The interest on paternally-mediated adverse pregnancy outcomes comes from the notion that drug intake around conception could cause reproductive toxicity. Three main mechanisms have been described: non-genetic (due to the presence of a drug in seminal fluid), genetic (gene mutation or chromosomal abnormality), and epigenetic (effect on gene expression, genomic imprinting, or DNA methylation) [16, 17]. The development of spermatozoa from germ cells takes approximately 64 days, and a further 2–5 days are required for spermatozoa to pass through the epididymis [16, 18]. This period of intense cellular transformation could be considered to be highly susceptible to environmental insults, including drug exposure. Therefore, in our study, we considered as exposed those pregnancies fathered by MS patients who were taking DMD at conception or had discontinued DMD within 70 days before conception.

Interferon beta and glatiramer acetate have shown no mutagenic effects on in vitro studies [19, 20]. To date, information on interferon beta and glatiramer acetate seminal fluid concentration and epigenetic effect on offspring after paternal exposure are lacking.

In the present study we examined 78 pregnancies fathered by MS patients, 45 exposed to DMD therapy at time of conception.

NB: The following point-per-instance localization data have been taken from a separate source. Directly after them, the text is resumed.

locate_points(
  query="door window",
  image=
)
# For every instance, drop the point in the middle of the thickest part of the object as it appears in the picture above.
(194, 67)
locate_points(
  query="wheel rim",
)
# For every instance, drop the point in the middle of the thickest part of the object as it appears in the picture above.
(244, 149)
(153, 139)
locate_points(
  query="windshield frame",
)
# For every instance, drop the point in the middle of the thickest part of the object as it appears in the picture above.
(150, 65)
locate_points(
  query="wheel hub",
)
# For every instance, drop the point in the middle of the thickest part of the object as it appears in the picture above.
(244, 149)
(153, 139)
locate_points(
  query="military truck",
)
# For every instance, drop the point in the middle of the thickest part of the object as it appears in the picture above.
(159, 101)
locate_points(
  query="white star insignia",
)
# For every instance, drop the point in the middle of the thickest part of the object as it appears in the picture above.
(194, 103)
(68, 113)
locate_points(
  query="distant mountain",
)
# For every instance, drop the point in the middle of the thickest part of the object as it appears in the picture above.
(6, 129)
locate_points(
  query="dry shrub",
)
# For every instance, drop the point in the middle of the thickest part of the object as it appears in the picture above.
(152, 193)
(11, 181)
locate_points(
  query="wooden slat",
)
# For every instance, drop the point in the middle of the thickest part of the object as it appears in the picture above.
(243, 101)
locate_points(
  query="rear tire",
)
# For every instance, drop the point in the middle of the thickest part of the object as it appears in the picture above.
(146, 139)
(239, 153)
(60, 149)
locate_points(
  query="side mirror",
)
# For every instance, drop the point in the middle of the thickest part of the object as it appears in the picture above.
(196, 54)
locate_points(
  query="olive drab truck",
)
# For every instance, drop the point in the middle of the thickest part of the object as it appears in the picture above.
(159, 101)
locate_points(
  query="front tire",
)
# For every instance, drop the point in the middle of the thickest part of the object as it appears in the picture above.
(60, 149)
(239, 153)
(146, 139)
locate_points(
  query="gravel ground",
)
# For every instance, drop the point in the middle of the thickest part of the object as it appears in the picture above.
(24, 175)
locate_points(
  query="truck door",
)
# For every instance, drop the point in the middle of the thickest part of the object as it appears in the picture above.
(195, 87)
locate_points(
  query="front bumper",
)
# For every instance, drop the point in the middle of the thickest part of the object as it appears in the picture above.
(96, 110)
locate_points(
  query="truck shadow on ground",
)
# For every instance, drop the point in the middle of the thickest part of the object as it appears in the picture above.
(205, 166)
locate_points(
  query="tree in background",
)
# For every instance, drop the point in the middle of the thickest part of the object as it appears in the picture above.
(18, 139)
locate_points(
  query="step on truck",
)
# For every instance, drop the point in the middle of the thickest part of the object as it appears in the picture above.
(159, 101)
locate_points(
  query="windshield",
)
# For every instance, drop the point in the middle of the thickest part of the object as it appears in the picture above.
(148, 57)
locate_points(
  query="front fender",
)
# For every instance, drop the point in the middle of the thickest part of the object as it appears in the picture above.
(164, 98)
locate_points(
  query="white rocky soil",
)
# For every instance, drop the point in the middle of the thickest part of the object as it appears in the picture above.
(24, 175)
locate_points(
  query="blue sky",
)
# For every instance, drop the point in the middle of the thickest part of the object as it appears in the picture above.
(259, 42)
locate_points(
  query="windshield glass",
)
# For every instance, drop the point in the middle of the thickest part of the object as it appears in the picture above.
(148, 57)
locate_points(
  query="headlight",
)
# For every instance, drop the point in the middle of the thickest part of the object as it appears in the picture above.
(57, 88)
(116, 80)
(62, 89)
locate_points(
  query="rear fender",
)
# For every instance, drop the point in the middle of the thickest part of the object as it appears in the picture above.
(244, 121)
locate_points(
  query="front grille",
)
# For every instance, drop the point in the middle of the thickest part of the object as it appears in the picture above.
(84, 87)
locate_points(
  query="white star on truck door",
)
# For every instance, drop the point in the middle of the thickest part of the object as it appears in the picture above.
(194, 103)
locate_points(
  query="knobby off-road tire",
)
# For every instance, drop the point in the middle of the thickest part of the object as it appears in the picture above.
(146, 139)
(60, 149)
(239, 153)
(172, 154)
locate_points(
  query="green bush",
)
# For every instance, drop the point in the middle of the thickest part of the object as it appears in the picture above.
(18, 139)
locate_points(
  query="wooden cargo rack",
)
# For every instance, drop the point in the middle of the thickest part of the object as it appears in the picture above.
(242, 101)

We found no significant differences in the risk of spontaneous abortion and malformations, mean gestational age, frequency of cesarean delivery, birth weight and birth length between DMD exposed and unexposed pregnancies. Moreover, comparing data of exposed pregnancies with incidence estimates inferred from the Italian general population [13], we found no significant association between DMD exposure and risk of spontaneous abortion and cesarean delivery.

Although we found no significant difference in preterm delivery rates between exposed and unexposed pregnancies, the proportion of pre-term delivery observed in the exposed group (17.1%) was higher than expected, considering the estimates extrapolated from general population.

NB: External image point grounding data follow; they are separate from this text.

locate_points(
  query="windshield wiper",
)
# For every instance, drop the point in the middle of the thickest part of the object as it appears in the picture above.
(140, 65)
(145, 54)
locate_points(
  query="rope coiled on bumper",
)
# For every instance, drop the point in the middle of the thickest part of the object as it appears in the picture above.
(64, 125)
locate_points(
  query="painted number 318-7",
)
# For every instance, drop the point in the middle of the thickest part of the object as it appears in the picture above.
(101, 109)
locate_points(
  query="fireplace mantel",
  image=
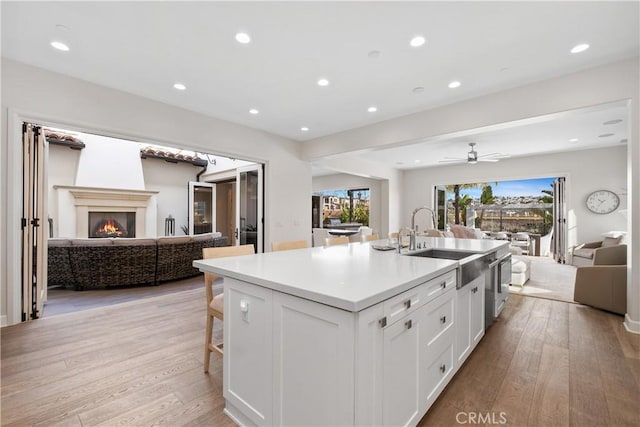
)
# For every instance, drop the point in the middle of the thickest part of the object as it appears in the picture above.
(93, 199)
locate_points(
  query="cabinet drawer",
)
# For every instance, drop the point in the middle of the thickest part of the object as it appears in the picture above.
(408, 301)
(439, 317)
(403, 304)
(436, 287)
(438, 372)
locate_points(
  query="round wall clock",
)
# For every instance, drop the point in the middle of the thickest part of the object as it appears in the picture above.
(603, 201)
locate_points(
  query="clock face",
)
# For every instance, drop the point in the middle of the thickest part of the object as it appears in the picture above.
(603, 201)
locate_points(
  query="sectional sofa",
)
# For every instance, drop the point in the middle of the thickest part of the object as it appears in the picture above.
(98, 263)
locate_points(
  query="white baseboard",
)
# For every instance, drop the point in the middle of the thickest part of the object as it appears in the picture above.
(632, 326)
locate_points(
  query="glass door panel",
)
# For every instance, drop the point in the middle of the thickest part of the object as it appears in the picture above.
(202, 211)
(249, 217)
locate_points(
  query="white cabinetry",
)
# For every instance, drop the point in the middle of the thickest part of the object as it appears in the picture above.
(313, 363)
(248, 360)
(470, 318)
(401, 371)
(291, 361)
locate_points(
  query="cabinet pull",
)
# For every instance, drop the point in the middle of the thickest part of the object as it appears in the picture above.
(383, 322)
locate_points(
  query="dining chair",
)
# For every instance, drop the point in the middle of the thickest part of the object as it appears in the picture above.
(288, 245)
(341, 240)
(215, 303)
(370, 237)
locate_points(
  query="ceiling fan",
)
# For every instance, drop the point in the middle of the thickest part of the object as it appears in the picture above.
(473, 158)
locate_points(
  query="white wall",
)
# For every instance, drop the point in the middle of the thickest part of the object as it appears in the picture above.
(109, 163)
(586, 171)
(608, 83)
(171, 180)
(391, 190)
(65, 102)
(345, 182)
(61, 170)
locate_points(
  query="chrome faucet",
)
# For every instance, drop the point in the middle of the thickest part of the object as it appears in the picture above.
(412, 239)
(413, 217)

There were no significant differences in the risk of maternal complications, among which partial placental abruption, preeclampsia, threatened abortion, threatened preterm delivery, and a minor infection. However, the considerable heterogeneity of the observed maternal complications in our small study sample, does not allow to draw definitive conclusions.

Eventually, in our study sample, data on possible developmental abnormalities are encouraging, because in a median follow-up period of 1.8 years we only observed the occurrence of mild speech disorders in a child in the unexposed pregnancies group.

Some limitations have to be considered in the interpretation of the study’s results. The study sample was relatively small, and some data of patients' partner were lacking (for instance maternal age at conception). Moreover, since the questionnaire collected very detailed complex medical data directly for the fathers a recall bias cannot be excluded. Furthermore, we had no information on sexual habits, and we cannot infer the influence of paternal exposure during pregnancy related to potential in utero fetal exposure. Finally, as for the comparison of the Italian population, demographic matching cannot be warranted, since information on age of the mothers was lacking.

Conclusions

Our data suggest the absence of association between paternal DMD exposure at time of conception and risk of spontaneous abortion, adverse fetal outcomes and congenital malformations. Although we found a higher preterm delivery rate in the exposed group, these data should be interpreted with caution in light of the above considerations. Further studies addressing the issue of MS patients paternity are desirable, to better clarify the role of DMD fathers intake prior and during pregnancy and to supply guidelines for clinical practice purposes.